Die Autorin Caroline Criado-Perez behauptet sogar, dass einige Produkte lebensgefährlich für Frauen sind. Das fange schon bei den medizinischen Studien an. 90 Prozent dieser Studien werden bei Männern oder männlichen Tieren durchgeführt. In der Arzneimittelforschung bleibt der Ansatz bestehen: Was für Männer gilt, gilt auch für Frauen. Spezifische medizinische Daten fehlen oft, weil Frauen weniger in Studien involviert sind.
Ziemlich beängstigend ist das, weil Männer und Frauen ein unterschiedliches Immunsystem, unterschiedliche Hormone und unterschiedliche Fettwerte haben. Diese Tatsache kann eine Rolle bei der Art und Weise spielen, wie die Medikamente wirken. Die überwiegende Mehrheit der Medikamente wird dennoch in geschlechtsneutralen Dosen verschrieben, was bedeutet, dass Frauen das Risiko einer Überdosierung eingehen.
Nicht nur Produkte sind problematisch. Auch Herzinfarkte werden bei Frauen häufig nicht erkannt, da sie sich in der Regel ganz anders darstellen als bei Männern. Während Männer von einem plötzlichen "Elefanten auf der Brust" sprechen, berichten Frauen eher von Atemnot, Magenschmerzen, Übelkeit und Müdigkeit. Auch Hausärzte stellen manchmal falsche Diagnosen, basierend auf dem Klischeebild des Herzinfarkts. Das nennt man das Yentl-Syndrom - nach dem Film, in dem Barbara Streisand als junge Jüdin erst dann ernst genommen wurde, nachdem sie sich als Mann ausgegeben hatte.

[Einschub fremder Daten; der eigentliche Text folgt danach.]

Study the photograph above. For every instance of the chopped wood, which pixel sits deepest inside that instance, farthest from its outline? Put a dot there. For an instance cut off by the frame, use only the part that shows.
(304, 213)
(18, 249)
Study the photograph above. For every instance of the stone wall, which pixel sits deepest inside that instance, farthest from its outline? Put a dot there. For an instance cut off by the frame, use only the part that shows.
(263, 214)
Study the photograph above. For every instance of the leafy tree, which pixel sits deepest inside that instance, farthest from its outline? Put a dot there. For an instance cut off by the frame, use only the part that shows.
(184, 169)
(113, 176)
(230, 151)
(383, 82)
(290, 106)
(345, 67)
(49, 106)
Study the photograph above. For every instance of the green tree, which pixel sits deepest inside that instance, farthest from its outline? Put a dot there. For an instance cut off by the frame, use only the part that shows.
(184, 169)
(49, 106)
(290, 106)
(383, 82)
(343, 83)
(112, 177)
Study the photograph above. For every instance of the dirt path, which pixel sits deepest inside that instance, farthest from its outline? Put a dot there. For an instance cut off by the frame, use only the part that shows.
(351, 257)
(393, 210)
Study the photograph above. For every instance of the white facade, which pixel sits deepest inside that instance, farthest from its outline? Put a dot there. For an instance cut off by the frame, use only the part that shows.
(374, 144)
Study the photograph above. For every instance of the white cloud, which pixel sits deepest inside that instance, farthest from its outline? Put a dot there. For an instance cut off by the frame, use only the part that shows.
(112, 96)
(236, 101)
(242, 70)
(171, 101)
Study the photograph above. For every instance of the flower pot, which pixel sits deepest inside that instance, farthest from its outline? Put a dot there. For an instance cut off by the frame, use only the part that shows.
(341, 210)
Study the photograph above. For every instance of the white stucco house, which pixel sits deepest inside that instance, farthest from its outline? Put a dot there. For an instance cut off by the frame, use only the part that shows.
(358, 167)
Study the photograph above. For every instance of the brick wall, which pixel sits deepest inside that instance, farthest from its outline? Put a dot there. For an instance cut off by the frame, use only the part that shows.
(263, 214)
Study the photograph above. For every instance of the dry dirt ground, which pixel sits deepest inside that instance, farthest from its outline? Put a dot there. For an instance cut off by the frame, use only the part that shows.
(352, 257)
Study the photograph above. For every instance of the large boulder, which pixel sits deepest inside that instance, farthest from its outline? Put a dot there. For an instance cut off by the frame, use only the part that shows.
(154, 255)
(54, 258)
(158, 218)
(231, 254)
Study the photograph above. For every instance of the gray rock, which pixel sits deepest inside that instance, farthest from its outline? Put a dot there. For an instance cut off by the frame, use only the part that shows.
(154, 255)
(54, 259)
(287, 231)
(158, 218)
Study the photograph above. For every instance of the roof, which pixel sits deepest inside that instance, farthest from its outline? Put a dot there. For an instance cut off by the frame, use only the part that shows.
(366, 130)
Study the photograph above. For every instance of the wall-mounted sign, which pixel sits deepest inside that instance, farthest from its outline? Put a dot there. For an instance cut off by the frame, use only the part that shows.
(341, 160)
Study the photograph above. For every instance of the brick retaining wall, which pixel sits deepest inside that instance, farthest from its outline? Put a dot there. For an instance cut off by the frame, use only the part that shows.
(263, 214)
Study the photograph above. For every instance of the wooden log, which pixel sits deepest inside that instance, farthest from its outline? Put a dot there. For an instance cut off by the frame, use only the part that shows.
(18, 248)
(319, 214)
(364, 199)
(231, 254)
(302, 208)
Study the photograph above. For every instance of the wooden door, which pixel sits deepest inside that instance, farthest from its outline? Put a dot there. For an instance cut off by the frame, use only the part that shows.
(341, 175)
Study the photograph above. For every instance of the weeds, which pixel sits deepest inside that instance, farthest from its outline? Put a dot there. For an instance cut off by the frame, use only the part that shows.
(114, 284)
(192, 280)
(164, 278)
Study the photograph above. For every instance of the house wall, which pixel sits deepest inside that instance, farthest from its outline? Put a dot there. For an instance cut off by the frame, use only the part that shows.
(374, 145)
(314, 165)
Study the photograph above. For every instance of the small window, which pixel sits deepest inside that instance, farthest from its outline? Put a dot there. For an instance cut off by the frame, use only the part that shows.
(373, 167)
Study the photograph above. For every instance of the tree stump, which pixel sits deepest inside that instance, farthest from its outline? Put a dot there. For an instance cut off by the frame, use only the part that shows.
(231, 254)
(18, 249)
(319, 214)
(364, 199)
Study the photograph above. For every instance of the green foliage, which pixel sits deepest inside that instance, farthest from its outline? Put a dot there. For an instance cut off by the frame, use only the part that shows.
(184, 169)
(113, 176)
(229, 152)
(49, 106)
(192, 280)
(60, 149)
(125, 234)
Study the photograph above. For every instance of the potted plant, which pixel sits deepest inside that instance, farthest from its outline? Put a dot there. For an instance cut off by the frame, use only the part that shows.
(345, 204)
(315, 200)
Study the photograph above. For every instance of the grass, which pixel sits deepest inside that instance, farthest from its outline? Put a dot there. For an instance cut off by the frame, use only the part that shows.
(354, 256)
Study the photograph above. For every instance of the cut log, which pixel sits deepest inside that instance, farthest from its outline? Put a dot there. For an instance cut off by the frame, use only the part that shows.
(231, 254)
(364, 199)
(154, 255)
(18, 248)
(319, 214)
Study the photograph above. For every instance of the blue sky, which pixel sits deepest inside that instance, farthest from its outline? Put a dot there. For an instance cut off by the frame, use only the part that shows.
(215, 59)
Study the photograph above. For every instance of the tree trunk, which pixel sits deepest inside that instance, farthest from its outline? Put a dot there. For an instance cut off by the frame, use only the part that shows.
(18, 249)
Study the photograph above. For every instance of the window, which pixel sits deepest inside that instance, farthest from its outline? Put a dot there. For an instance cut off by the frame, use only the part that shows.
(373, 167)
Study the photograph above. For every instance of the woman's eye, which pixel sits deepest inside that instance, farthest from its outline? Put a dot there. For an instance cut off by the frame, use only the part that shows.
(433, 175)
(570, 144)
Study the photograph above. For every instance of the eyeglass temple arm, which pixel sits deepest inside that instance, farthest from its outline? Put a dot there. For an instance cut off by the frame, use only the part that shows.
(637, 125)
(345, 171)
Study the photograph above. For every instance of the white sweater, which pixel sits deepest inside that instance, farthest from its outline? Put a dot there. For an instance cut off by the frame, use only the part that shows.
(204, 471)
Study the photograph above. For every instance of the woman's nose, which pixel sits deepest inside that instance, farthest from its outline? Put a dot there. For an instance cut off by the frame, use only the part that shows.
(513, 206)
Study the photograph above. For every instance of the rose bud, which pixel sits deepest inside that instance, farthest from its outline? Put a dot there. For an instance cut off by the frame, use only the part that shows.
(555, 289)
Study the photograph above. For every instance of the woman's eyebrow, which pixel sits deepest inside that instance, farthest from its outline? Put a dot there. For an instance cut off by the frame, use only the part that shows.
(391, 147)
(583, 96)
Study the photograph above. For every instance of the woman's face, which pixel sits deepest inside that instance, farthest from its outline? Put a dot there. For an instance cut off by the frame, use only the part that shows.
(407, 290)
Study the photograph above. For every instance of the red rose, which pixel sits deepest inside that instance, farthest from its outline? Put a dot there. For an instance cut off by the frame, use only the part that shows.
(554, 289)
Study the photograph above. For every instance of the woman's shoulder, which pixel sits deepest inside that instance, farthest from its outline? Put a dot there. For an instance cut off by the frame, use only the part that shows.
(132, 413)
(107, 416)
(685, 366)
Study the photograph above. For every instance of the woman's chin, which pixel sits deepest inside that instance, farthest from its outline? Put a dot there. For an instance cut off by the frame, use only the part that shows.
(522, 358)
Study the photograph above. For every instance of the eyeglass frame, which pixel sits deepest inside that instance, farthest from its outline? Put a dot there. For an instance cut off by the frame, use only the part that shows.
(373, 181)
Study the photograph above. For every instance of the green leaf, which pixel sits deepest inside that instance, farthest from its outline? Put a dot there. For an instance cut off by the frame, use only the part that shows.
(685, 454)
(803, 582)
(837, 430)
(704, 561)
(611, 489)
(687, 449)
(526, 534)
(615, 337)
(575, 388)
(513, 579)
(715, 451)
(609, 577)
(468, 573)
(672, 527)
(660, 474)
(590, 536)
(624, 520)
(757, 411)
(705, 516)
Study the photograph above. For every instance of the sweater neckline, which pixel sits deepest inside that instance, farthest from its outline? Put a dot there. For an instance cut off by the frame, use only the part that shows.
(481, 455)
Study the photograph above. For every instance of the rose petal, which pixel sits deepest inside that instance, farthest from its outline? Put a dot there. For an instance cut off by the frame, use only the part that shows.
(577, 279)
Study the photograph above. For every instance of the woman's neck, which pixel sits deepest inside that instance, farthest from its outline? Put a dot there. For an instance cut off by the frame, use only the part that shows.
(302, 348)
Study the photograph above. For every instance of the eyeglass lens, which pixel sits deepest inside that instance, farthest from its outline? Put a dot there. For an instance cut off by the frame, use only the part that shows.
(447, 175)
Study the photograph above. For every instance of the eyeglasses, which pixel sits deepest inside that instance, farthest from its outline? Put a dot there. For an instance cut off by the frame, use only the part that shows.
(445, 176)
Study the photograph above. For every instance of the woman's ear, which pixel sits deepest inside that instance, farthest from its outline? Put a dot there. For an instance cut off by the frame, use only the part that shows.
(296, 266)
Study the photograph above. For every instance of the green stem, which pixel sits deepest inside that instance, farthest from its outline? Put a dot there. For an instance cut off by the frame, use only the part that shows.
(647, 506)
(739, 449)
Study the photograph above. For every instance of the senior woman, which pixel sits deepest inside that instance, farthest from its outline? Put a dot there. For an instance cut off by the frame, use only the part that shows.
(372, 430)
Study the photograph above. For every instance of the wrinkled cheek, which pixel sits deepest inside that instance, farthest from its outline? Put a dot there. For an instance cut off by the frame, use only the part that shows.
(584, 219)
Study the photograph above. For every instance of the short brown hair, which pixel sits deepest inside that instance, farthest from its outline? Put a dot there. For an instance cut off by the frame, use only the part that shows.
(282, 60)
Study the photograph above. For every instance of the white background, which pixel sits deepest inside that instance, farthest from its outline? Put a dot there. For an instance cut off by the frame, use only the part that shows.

Auch in der Technik werden Erfindungen und Produkte gerne auf Männer geeicht. Ein Beispiel: Männer haben nicht nur längere Hände und Beine, sondern auch längere Stimmbänder als Frauen. Wenn wir beim Sprechen Schall produzieren, vibrieren unsere Stimmbänder. Und je länger Stimmbänder sind, desto langsamer sind die Vibrationen. Männliche Stimmbänder vibrieren mit einer Frequenz von 120 Hertz, bei Frauen sind es etwa 200 Hertz, was zu einer höheren Stimme führt. Aber viele sprachgesteuerte Systeme scheinen das weniger gut zu erkennen. Die Google-Spracherkennungssoftware hat laut Untersuchungen der Universität von Washington eine klare Vorliebe für Männerstimmen, denn die riesigen Datenbanken mit aufgezeichneten Stimmen, die die Spracherkennungstechnologie "trainieren" - enthalten immer noch 69 Prozent männliche Stimmen.
Jetzt kann man nicht verlangen, dass Frauen mit leiserer und tieferer Stimme sprechen, bis das Problem gelöst ist. Aber in der Zwischenzeit bietet man ihnen einen minderwertigen Service an - ganz zu schweigen von den Sicherheitsrisiken. Im Auto dient die Spracherkennungssoftware ja dazu, die Ablenkung zu verringern und das Fahren sicherer zu machen.
"Von bewusstem Sexismus oder einer großen männlichen Verschwörung kann keine Rede sein", sagt Criado-Perez. "Männer sind seit Ewigkeiten der Standard in unserer Kultur. Das Ergebnis ist, dass die männliche Perspektive universell geworden ist." Aber wir wissen, dass Frauen die Hälfte der Weltbevölkerung ausmachen. Das ist alles andere als eine Nische. Es fehlen leider viel zu oft gute Daten über Frauen.
Die Crashtest-Dummies, die in Autosicherheitstests eingesetzt werden, sind auf den Durchschnittsmann zugeschnitten. Mit ihrer Länge von 1,77 m sind sie viel länger und schwerer als die durchschnittliche Frau. Die Dummies erhielten auch männliche Muskelproportionen und ein starkes männliches Rückgrat. "Erst 2011 kamen die ersten Tests mit "weiblichen" Dummies. Aber das sind nur kleinere Modelle männlicher Testpuppen.
Außerdem sitzen sie während der Tests auf dem Beifahrersitz. Leider liefern sie den Autodesignern so keine brauchbaren Daten darüber, wie sie auch weibliche Fahrer am Steuer besser schützen könnten.
Es gibt also noch viel zu tun. An vielen Stellen. Wir erinnern uns: Im März musste die Nasa den ersten Weltraumspaziergang für Frauen absagen, weil die verfügbaren Raumanzüge für die weiblichen Astronauten viel zu groß waren.
Unsichtbare Frauen: Wie eine von Männern gemachte Welt die Hälfte der Bevölkerung ignoriert (Autor: Caroline Criado-Perez) erscheint am 10. Februar 2020 im Verlag btb.